Computer security attack via package delivery

In computer network security, warshipping is using a physical package delivery service to deliver an attack vector to a target. This concept was first described in 2008 at the DEF CON hacking convention by Robert Graham and David Maynor as part of a talk entitled “Bringing Sexy Back: Breaking in with Style”, that included various penetration testing methods. In their implementation, an iPhone box was modified to include a larger battery, which powered a jailbroken iPhone. A first-generation iPhone was chosen for this attack based on the reported run-time of 5 days when coupled with an external battery, whereas newer 3G iPhones of the era would reportedly run for 1½ days. A social engineering pretext was described that would trick the recipient into believing they had won an iPhone, in order to explain the shipment.

The advancement of low-power electronics, thanks in part to maker culture, has greatly increased the effectiveness of this methodology as a credible method of attacking networks. In 2019, IBM X-Force Red coined the name “Warshipping” and described an attack platform that included several low-cost components that could be combined, shipped to targets, and controlled remotely for 2–3 weeks. A solar component was also described to allow the devices to run indefinitely.
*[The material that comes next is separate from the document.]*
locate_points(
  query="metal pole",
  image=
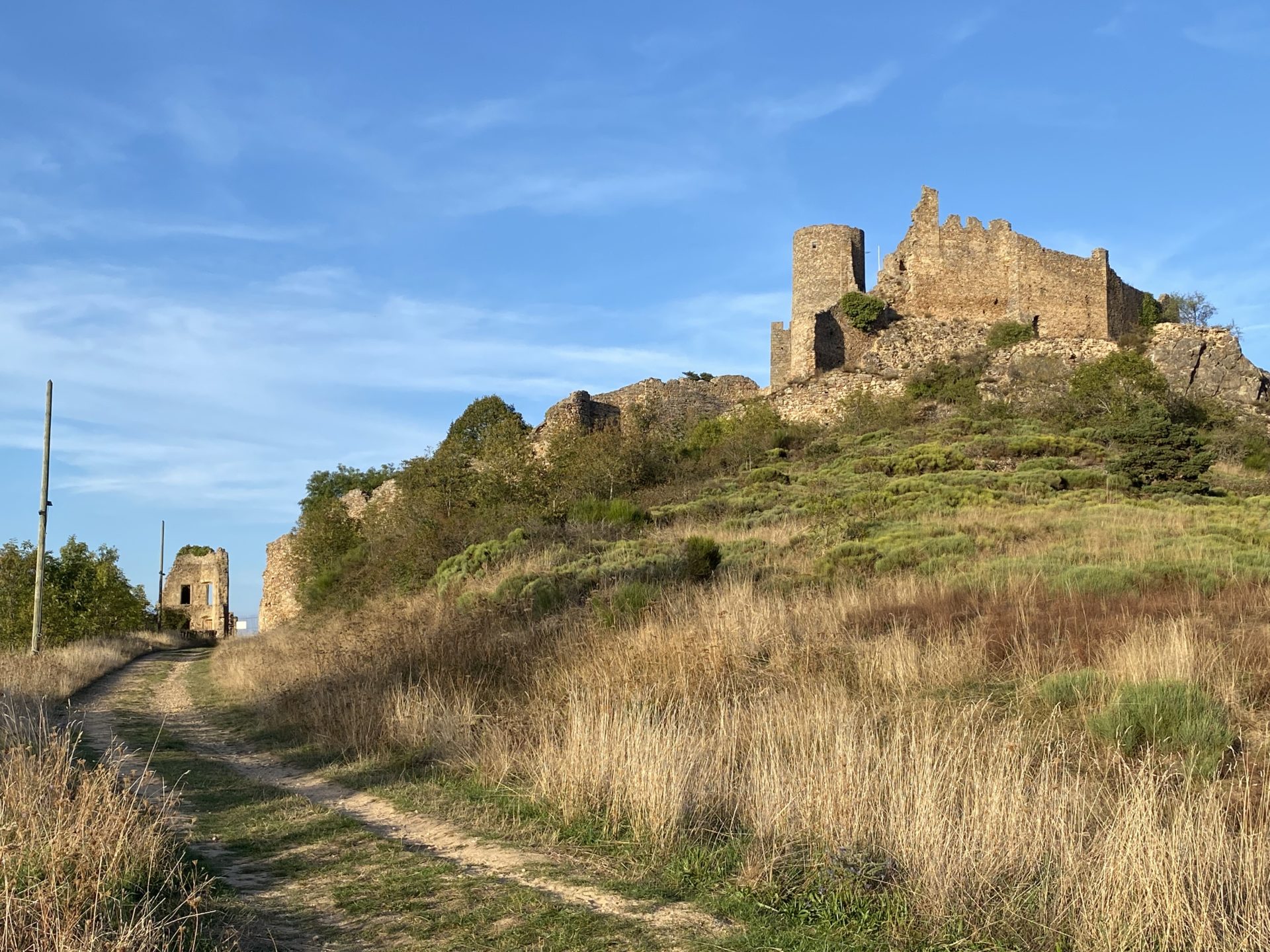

Aspects of a modern warshipping attack include the following:

- Devices that are hidden from the recipient, potentially inside objects or inside the packaging material or box structure itself.
- Command and Control (C2) capability via a dependable communication medium. Most commonly this is provided via cellular modems.
- A power management strategy that allows the device to operate for weeks. Solar panels may be utilized to lengthen the run-time of the device.
- One or more devices used for the operational attack. These can include radios that are built for protocols such as Bluetooth, Wireless LAN, Near Field Communication (NFC), and software-defined radio (SDR) devices for capturing multiple types of protocols. Microphones, cameras, and other capture devices could be included as well.
- Satellite navigation (GNSS) technology for reporting on the location of the device, allowing the activation of certain capabilities upon delivery to its target.
- Passive triangulation to get around GPS signal issues

The increasing use of large, online retailers contributes to the relevancy of this attack. In 2019, the United States Postal Service reports that they deliver 484.8 million mailpieces per day. The name is by analogy with wardriving and wardialling.